I'm still a little ways away from painting track yet,but I would imagiine the best bet would be to somehow mask off the contact points,maybe with a little rubber cement or something.

Half the fun of this hobby is figuring out ways to do things like this.

Mike


----------



## Shadowracer (Sep 11, 2004)

Mike(^RacerX^) said:


> Half the fun of this hobby is figuring out ways to do things like this.


I agree. Sometimes it seems that the cars are secondary. I'm not even close to being done with this track and I'm already thinking of the next one!


----------



## doctorslotcar (Jul 25, 2004)

I sprayed a bunch of that tyco tan track as I had a pile of pieces that would make camels humps and wanted to have hills on my layout.I just lightly covered the contacts with dielectric grease snaped er all together and shot it.

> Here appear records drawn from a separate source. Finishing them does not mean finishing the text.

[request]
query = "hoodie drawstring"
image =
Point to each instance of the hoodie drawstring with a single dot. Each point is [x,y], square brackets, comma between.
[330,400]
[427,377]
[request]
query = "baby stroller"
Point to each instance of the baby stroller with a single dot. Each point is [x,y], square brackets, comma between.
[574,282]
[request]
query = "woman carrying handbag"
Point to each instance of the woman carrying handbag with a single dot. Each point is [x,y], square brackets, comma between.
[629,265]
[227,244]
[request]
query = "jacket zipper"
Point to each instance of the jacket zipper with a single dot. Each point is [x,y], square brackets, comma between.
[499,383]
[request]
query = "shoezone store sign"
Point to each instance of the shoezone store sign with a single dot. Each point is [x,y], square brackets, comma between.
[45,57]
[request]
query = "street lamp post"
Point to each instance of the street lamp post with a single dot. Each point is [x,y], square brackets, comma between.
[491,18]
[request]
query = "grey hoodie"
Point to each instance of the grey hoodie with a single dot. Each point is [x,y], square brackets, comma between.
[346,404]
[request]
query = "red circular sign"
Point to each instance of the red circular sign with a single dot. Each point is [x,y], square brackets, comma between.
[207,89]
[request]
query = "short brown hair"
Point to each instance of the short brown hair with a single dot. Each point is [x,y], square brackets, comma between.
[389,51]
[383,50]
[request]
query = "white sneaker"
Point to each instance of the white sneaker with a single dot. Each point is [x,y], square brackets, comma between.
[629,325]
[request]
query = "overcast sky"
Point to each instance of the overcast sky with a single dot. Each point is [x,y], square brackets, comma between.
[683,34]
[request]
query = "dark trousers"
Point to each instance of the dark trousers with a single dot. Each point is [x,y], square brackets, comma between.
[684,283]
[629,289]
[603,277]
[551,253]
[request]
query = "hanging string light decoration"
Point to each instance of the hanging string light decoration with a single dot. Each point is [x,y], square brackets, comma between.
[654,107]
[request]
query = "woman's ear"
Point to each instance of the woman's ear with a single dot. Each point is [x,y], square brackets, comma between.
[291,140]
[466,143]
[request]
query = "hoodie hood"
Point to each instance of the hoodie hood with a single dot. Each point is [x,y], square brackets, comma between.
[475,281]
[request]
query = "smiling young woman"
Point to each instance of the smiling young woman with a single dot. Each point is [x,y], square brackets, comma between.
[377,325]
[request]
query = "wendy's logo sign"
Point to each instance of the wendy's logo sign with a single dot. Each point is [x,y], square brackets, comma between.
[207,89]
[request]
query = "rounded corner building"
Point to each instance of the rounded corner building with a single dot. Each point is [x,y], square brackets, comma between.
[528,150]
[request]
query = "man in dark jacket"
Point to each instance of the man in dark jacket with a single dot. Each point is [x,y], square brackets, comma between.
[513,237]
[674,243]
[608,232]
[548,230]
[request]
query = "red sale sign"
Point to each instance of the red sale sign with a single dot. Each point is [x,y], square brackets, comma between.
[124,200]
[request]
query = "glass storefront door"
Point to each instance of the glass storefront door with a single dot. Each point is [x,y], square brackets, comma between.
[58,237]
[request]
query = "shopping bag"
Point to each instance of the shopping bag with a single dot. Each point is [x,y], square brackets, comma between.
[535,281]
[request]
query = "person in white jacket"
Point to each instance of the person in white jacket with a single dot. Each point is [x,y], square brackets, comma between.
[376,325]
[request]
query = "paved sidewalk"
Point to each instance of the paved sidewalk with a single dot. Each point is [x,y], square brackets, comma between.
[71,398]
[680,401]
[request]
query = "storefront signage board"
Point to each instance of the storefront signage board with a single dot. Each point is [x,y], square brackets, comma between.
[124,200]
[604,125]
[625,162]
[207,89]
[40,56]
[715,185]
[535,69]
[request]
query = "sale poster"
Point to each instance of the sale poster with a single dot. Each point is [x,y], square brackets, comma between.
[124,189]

After it dried I skimmed of the rails with a razor blade. That dielectric compound not only keeps paint away but makes great corrosion free connections


----------



## Mike(^RacerX^) (Mar 15, 2003)

That's a real good idea Doc.That's what I'll do.
Thanks for the tip!!!!!! :thumbsup: 


Mike


----------



## Craig Jorgensen (Nov 21, 2004)

Solder the joints first, then you don't have to worry. Plus you'll have great contact all around the track. Use some fine emery on a sanding block after you paint to clean and smooth the rails. I did mine with flat black rustoleum last year and it's almost a smooth as a routed track. Check Greg Braun's website Hoslotcarracing.com


----------